De Gaulle avait des goûts simples mais, comme tout bon militaire, un solide coup de fourchette. On raconte que sur le paquebot qui le menait à Tahiti en 1956 voyant Olivier Guichard ne pas prendre du potage, le Général s’exclama « Comment peut-on reconstruire un pays avec des gens qui refusent le potage ! » Selon son beau-frère Vendroux on ne lui connaît qu’une faiblesse : les œufs à la neige. Pour les fêtes à Colombey un pâtissier de Troyes livre un vacherin aux marrons que la famille du Général a baptisé un Pompidou. Le chef pâtissier de l’Elysée assure que le Général n’aime guère les douceurs mais que tante Yvonne se laisse facilement séduire par la poire Bourdaloue.

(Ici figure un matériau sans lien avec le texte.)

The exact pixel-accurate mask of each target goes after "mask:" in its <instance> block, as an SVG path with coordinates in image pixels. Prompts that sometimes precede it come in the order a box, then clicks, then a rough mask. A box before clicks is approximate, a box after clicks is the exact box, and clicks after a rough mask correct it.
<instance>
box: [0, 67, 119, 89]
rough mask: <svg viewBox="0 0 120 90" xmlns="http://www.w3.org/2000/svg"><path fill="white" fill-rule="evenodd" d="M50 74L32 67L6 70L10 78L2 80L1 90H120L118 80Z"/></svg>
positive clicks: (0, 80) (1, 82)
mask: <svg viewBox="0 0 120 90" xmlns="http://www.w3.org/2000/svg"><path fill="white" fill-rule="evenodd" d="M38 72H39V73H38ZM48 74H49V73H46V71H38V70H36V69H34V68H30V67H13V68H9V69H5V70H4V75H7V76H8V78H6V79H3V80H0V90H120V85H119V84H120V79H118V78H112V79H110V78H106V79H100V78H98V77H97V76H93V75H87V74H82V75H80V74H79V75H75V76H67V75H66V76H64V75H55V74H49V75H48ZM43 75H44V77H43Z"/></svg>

Dès son arrivée faubourg Saint-Honoré le général avait prévenu « Je ne veux pas de gaspillage. Il y en a eu trop avant dans cette maison. L’économe tante Yvonne veillait à ce que soient respectés les souhaits du Général, parfois un peu trop au pied de la lettre comme en témoigne cette anecdote contée par madame Claude Dulong dans la « Vie quotidienne à L’Elysée sous Charles de Gaulle ». Lors d’une visite du shah d’Iran il était prévu 40 invités à déjeuner, en conséquence de quoi 40 pigeonneaux – pas un de plus – avaient été préparés. Mais, catastrophe, au dernier moment le shah arriva avec deux attachés militaires de plus. En hâte deux biftecks furent préparés. On les destinait « aux bouts de table occupés par des gens de la maison habitués à tous les sacrifices. »Le malheur voulut que le maître d’hôtel, sans doute novice, ignorait qu’en dehors de ses appartements le chef de l’Etat devait être servi le premier en même temps que le souverain reçu. Il se vit donc proposer l’un des deux biftecks alors que dans les assiettes de ses voisins il voyait des pigeonneaux. Il demanda des explications. Face au cafouillage il demanda sèchement « Qu’on m’apporte un œuf ! » et se vit resservir un autre bifteck, sans doute le second prévu. Il y eut après le repas, dit-on, une explication un peu vive dans le bureau du Général.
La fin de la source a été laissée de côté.